The value of Bohr’s radius of hydrogen atom is (in cm):
(A) $0.529 \times {10^{ - 8}}$
(B) $0.529 \times {10^{ - 10}}$
(C) $0.529 \times {10^{ - 12}}$
(D) $0.529 \times {10^{ - 6}}$

Answer 1

Hint: The Bohr radius is based on the Bohr model of the atom.

Complete step by step answer:
Bohr’s radius is named after the Danish scientist Niels Bohr. Bohr found that atoms consist of small, dense nuclei with positive electric charge, around which negatively charged electrons orbit in circular paths.
Now, we will find the value of Bohr’s radius for a hydrogen atom.
According to Bohr’s theory we can write that,
     \[mvr = \dfrac{{nh}}{{2\pi }}\]
Now, we can write the above given equation as
     \[v = \dfrac{{nh}}{{2\pi mr}}\]
So, we can write that
${v^2} = \dfrac{{{n^2}{h^2}}}{{4{\pi ^2}{m^2}{r^2}}}$ ……..(1)

We can say that in the case of atoms, centripetal force is equal to the electrostatic force. So, we can write that in the form of equation as
\[\dfrac{{m{v^2}}}{r} = \dfrac{{KZ{e^2}}}{{{r^2}}}\]
From this, we can say that
${v^2} = \dfrac{{KZ{e^2}}}{{rm}}$ ………….(2)

Now, we will compare equation (1) and (2). So, we will get
\[\dfrac{{{n^2}{h^2}}}{{4{\pi ^2}{m^2}{r^2}}} = \dfrac{{KZ{e^2}}}{{mr}}\]
We can write that
\[r = \dfrac{{{n^2}{h^2}}}{{4{\pi ^2}KZ{e^2}m}}\]

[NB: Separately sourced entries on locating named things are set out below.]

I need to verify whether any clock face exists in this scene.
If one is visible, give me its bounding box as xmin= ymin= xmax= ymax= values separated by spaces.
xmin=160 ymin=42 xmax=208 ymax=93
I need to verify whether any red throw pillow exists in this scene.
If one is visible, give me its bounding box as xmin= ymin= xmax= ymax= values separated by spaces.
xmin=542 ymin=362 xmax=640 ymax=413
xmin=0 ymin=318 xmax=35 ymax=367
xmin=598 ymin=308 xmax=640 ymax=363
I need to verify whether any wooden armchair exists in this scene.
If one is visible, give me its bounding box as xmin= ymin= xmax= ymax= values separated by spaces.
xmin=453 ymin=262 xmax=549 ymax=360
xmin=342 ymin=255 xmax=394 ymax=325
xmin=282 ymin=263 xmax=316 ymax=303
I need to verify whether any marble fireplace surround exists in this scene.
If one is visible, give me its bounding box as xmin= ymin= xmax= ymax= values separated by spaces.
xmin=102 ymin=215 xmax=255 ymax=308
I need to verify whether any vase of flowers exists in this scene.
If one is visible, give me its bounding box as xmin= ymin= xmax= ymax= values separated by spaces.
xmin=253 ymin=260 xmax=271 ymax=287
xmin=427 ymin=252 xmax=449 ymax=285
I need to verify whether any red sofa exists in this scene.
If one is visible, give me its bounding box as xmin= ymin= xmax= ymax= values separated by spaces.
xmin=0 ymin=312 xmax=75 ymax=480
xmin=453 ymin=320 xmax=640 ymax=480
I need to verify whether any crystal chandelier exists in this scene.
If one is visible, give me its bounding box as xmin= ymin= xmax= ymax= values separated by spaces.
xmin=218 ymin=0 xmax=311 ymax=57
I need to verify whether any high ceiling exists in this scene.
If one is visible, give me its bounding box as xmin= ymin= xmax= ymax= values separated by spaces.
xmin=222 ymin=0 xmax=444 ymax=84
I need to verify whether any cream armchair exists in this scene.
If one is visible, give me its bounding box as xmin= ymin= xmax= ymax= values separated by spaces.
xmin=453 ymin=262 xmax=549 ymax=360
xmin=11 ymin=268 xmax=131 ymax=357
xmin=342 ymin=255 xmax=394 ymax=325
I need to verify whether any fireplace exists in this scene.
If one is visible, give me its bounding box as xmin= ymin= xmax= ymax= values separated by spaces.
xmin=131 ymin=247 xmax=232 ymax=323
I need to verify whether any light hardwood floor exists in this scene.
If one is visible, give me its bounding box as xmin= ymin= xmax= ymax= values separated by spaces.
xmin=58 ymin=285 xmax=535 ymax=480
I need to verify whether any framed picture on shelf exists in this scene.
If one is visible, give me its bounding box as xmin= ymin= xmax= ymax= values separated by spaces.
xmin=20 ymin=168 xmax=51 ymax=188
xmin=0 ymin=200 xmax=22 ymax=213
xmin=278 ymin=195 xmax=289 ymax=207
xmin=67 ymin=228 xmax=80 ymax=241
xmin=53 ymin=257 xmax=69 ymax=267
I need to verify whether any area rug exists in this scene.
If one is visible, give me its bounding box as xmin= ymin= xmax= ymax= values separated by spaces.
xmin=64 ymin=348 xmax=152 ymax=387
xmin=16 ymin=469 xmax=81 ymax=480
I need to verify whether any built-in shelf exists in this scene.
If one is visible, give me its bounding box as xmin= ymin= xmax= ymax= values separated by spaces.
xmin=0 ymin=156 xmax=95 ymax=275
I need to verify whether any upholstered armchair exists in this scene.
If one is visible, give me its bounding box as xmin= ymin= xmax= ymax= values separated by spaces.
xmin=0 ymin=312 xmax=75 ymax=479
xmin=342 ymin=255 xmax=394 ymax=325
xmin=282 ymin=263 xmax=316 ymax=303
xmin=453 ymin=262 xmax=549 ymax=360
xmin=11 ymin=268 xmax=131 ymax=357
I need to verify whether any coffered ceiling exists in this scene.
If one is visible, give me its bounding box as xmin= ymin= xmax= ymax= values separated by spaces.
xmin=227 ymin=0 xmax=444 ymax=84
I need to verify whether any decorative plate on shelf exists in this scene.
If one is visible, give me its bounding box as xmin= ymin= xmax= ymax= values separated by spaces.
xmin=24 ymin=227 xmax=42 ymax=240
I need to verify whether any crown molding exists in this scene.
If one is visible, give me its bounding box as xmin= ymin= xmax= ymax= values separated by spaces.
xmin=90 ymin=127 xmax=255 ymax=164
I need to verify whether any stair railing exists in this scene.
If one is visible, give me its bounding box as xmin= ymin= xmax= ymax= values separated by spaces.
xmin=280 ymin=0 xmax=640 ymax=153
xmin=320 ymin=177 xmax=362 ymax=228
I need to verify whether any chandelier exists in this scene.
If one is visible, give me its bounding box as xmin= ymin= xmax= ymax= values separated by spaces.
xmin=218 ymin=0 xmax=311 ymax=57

Now, we know that r in the above equation is the Bohr radius which is to be found.
K and Z are equal to 1 in case of hydrogen atom.
e is the charge on an electron and it is $4.8 \times {10^{10}}esu$.
m is the mass of the electron and it is equal to $9.1 \times {10^{ - 28}}g$.
n is equal to 1 as hydrogen’s valence orbital has a primary quantum number of 1.
h is the Planck’s constant and its value is $6.62 \times {10^{ - 27}}erg \cdot s$
Putting all these available values into the equation of Bohr’s radius, we get
\[r = \dfrac{{{{(1)}^2}(6.62 \times {{10}^{ - 27}})}}{{(4){{(3.14)}^2}(1)(1){{(4.8 \times {{10}^{10}})}^2}(9.1 \times {{10}^{ - 28}})}}\]
\[r = 0.529 \times {10^{ - 8}}cm = 0.529\mathop A\limits^ \circ \]
So, the correct answer is “Option A”.

Note: The Bohr model of the atom was replaced by the Quantum Mechanics model based upon the Schrodinger equation in the 1920’s. However, the Bohr radius is still a useful constant because it represents the smallest mean radius normally attainable by a neutral atom.